Large companies are capable of—and often do—amazing things. But these firms just scratch the surface. The talent of their people, the technologies in their labs, and their global capabilities are constrained, held back by a mix of fear and misunderstanding. Too many would-be beautiful businesses that could reinvent markets and create substantial value live only in PowerPoint documents, never to be launched. And of course, there is huge psychic cost to individuals who want to change—who know they need to change—but just can’t.

Road Map to The Little Black Book of Innovation

You don’t have to be Steve Jobs to succeed at innovation. My past decade of working with companies, entrepreneurs, and government leaders has led to a strong personal conviction that there is tremendous innovation energy within every individual and every company. A precious few realize their full potential. But innovation is within the grasp of many more.

The good news is, to borrow a phrase from the popular 1990s television show The X-Files, the truth is out there. It is in the writings of the academic researchers who have decoded many of the mysteries of innovation. It is in the learning from forward-thinking practitioners who have picked up this academic work and brought it to the field, figuring out what happens in the laboratory that constitutes today’s business world.

Much of this learning is out of reach of the layperson. It is locked up in books that are too dense, or even worse, it is locked up in the heads of individuals. The Little Black Book of Innovation aims to address this issue by providing the tools and giving you the confidence to more reliably turn your dreams into reality.

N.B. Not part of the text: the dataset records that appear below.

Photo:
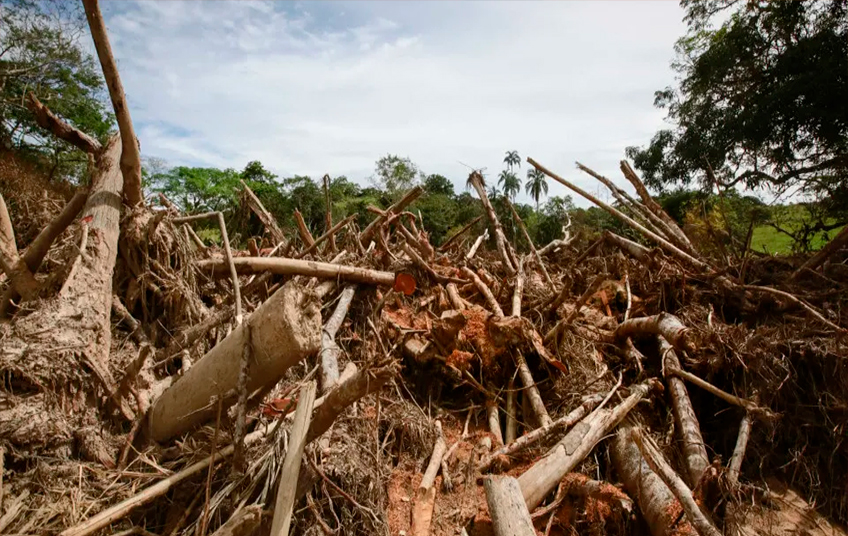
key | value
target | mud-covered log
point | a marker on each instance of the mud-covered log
(656, 502)
(330, 351)
(286, 328)
(544, 475)
(531, 438)
(287, 486)
(697, 518)
(282, 266)
(80, 315)
(667, 325)
(509, 514)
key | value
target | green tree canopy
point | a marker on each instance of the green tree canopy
(536, 185)
(40, 51)
(396, 175)
(438, 184)
(761, 101)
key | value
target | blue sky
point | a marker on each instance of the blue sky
(329, 87)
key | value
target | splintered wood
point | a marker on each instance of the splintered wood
(135, 370)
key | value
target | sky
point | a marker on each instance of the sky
(310, 88)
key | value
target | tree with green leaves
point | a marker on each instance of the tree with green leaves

I’ve organized this book into two main parts. Part 1 provides the book’s foundation. Chapter 1 describes the innovation imperative—what innovation is, and why all of us need to and can get better at innovation. Chapter 2 introduces twelve masters of innovation, whose tools should be in anyone’s black book. Chapters 3 and 4 draw on these tools to detail four mind-sets that empower innovation and seven pitfalls to avoid.

Part 2 introduces a twenty-eight-day innovation program. Each day in the program provides practical tools you can use to answer some of the most common questions facing the would-be innovator. The program is broken into four weeks:

Of course, you don’t have to do the program in the specific order that I suggest—each day’s tip is meant to be largely self-contained. The book’s conclusion includes a table that summarizes the program.

This book is not comprehensive, nor does it attempt to provide a unifying innovation framework. Its goal is to give you enough to get started, to make innovation seem more approachable, and to provide pointers to where you can go to learn more.

You’ll get the most out of the material that follows if you have already identified an opportunity for innovation. It could be a project you just started at work. It could be a problem that has been nagging you for years. The problem could be big or small; it could be something at home or at the office. Pick something where you could use some inspiration. As chapter 1 argues, the need to get better at innovation is the imperative in today’s quickly changing world.